Oh No! Can We Make The Markov Chain’s Smarter?

The reason our imaginary Markov Chain generated nonsense is because it is only smart enough to look one word ahead or behind at a time, but in English you often need two or three or more words of context for things to make sense.

That suggests we could improve the quality of our Markov Chain by getting rid of “word A leads to either word B or word C” and instead upgrade to “phrase A B C leads to either word X or word Y”.

But watch out! The more context you force on your Markov Chain the less flexible it becomes, until eventually it becomes entirely useless.

How could too much context be a problem? Well, suppose you are trying to build a Markov Chain based off of Lord of the Rings with the goal of creating unique and original sentences that sound like something Tolkien would actually write. Your want to make sure you get high quality sentences so you design your Markov Chain base itself off of the past 10 words of context.

Unfortunately when you run your program you find that you aren’t getting original sentences at all! Your program does nothing but randomly print entire sentences taken word for word from the original books.

The problem was you got too specific. Tolkien might have used the individual word “elves” in hundreds of different ways throughout his books but the specific phrase “For the Elves the world moves, and it moves both…” only shows up once, leading to a boring Markov Model that does nothing but tell you with 100% certainty how specific sentences actually ended.
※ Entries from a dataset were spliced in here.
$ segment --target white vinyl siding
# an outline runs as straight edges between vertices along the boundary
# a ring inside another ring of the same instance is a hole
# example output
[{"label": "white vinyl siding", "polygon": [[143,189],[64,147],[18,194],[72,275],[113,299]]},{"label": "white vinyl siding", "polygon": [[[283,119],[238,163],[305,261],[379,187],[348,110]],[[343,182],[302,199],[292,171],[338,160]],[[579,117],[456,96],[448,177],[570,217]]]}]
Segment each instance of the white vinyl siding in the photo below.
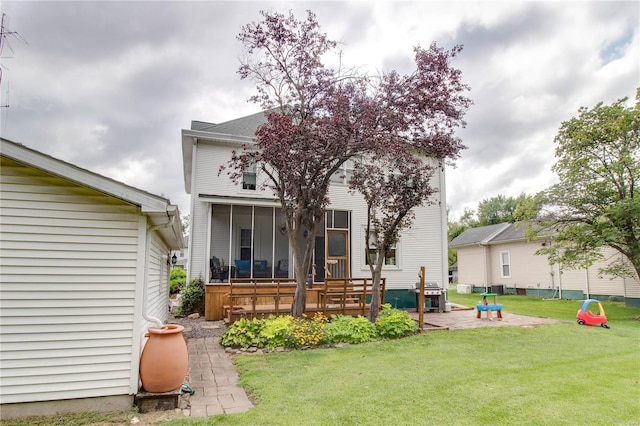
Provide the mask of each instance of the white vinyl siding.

So building useful Markov Chains requires a certain amount of experimentation in order to find an input length with enough context to provide intelligent results but short enough that it doesn’t just directly copy whatever it is you’re modeling.

What Are They Good For?

So are Markov Chains good for anything other than generating inedible recipe fragments or producing text that sound vaguely like they came from famous books?

Of course!

Search engines use them for ranking pages and predicting user behavior. Smart phone keyboards use them for auto complete. Statisticians use them for studying medicine, economics, sociology and pretty much everything else where things happen in a specific order.
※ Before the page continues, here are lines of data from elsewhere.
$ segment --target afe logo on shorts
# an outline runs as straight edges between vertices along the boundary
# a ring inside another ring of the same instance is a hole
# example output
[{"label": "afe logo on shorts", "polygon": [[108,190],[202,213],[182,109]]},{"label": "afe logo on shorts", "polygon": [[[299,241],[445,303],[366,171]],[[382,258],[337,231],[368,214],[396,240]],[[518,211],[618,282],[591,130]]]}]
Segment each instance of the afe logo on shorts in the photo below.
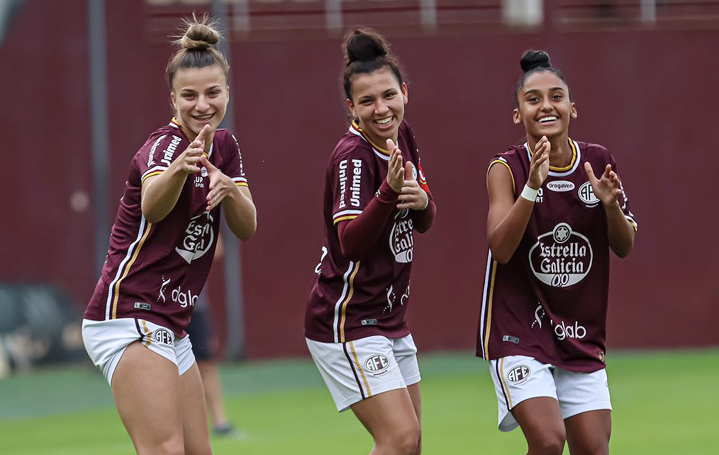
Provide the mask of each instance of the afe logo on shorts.
[{"label": "afe logo on shorts", "polygon": [[162,344],[171,345],[173,344],[172,334],[170,334],[170,331],[165,330],[164,328],[158,328],[152,332],[152,339]]},{"label": "afe logo on shorts", "polygon": [[365,367],[375,374],[380,374],[387,371],[390,367],[390,360],[387,356],[375,354],[365,362]]},{"label": "afe logo on shorts", "polygon": [[521,384],[529,379],[529,374],[531,372],[529,367],[526,365],[518,365],[509,370],[509,372],[507,373],[507,380],[515,385]]}]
They’re also a handy way to build video game AIs that act in intelligent semi-random ways.

So understanding the basics of Markov Chains will come in handy regardless of whether you plan to try and cure cancer or just program a really awesome giant robot videogame.

Or both. Dare to be a modern day Renaissance Man!
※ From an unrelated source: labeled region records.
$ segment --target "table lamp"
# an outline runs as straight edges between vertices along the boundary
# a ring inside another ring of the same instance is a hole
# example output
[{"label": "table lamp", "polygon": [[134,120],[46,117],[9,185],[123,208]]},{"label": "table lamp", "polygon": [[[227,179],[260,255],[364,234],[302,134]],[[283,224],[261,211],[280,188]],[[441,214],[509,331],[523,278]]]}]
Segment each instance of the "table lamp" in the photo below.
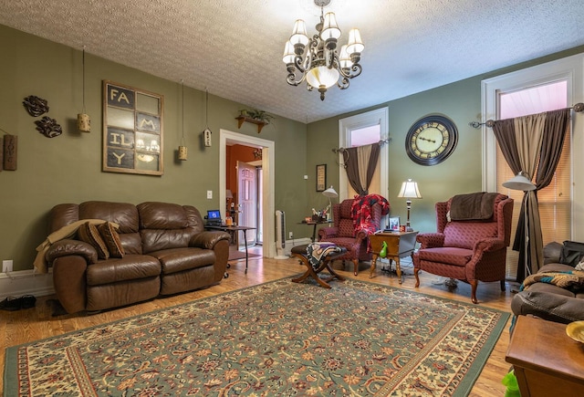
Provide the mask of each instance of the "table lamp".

The Title Is “Weird” Markov Chains. What is that about?

Like I said, you can use Markov Chains to model anything that has an order. But whether or not said Markov Chain is actually good for anything is completely separate matter.

So for this Let’s Program we’re going to start with a classic word based Markov Chain to analyze some public domain books and then try to mimic their writing style. That should be enough to prove we know what we’re doing. But after that we’re going to try a couple experimental ideas that may or may not produce anything worthwhile.

The first experiment will be to try and grab a bunch of musical scores and then build some Markov Chains that model what notes should come next in a song given the last couple of notes. This might let us generate some interesting sounding semi-random music. Or it might just generate the sound of a cat walking on a piano.

After that we’ll finish up with an even stranger experiment based around grabbing a bunch of thematically related images and using them to build a Markov Chain that predicts what color/shade a pixel should be based on the pixels around it. We will then use this to generate new images that I am almost certain will look like static but might include recognizable fragments that actually look related to the our original images. It’s an experiment I’ve been wanting to try for a while, honestly, and I’m glad to finally be getting around to it.